I had been holding my own. Most of the faster play didn’t occur until at least the retry level. Anyway, we were down to six players. The person in 1st place was two seats to my right and had a major chip lead with over 5000. The rest of us had between 1400-3000, while I was in 5th place with 1800.
The blinds were now 75/150 and the chip leader started becoming extremely aggressive raising and taking all the blinds.
I was UTG with 10s/10d and made it 450. The next player folded and it was now on the button “chip leader” who of course raised all-in.
The both blinds folded and it was up to me. Was he trying to buy it again or did he have a hand this time? If I was wrong, I would be out in 6th. No retry, nothing. If I was right, well you get the drift… What Would You Do?
Winner: Mike K., Grafton, Ohio
Yes, the only place that does not get a retry is 6th place. Of course this is in your mind. However, you were already in 5th chip position and only have 1800 left. You just put 450 of that in the pot and will lose 225-300 in the next two hands because you will be in the blinds. This being said, I would call in this position.

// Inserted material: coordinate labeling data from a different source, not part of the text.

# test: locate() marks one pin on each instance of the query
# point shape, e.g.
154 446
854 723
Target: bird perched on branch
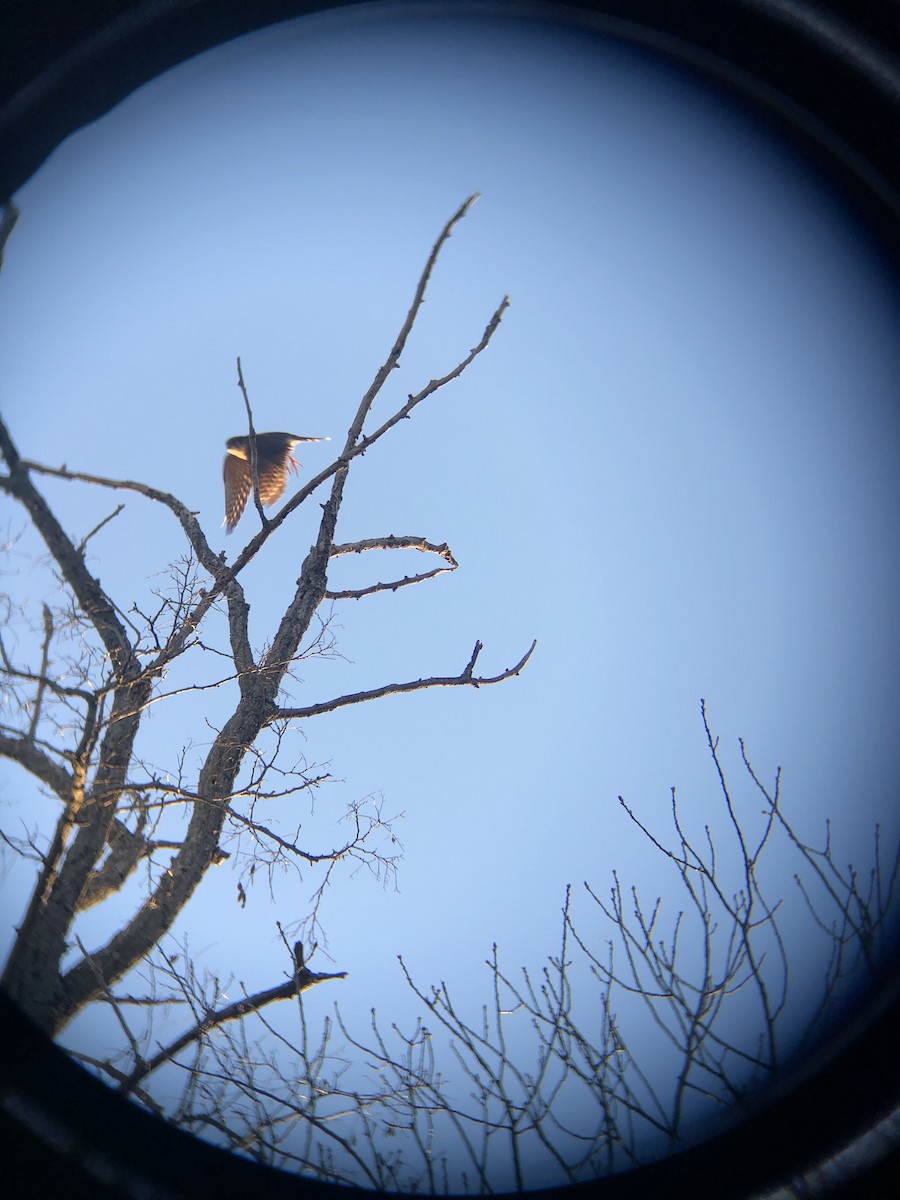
274 460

The chip leader has been raising a lot of pots and could have a wide variety of hands. If he loses this pot it still lives him with a nice stack as well. There are only four hands in the deck he can have where you are completely dominated and in bad shape. He can easily have a pair under your 10’s as well. I would take all these factors into consideration and after thinking would definitely call in this spot.
Robin’s Response:
I did call the all-in. I allowed myself to become pot committed. This guy was full of crap and I was right. He had J/7 off suit. The flop was 9/10/2. I flopped a set, but as always on-line, did not like the inside straight draw and with that said, he hit the 8 on the turn…No help for me on the river and I was OUT!!!!!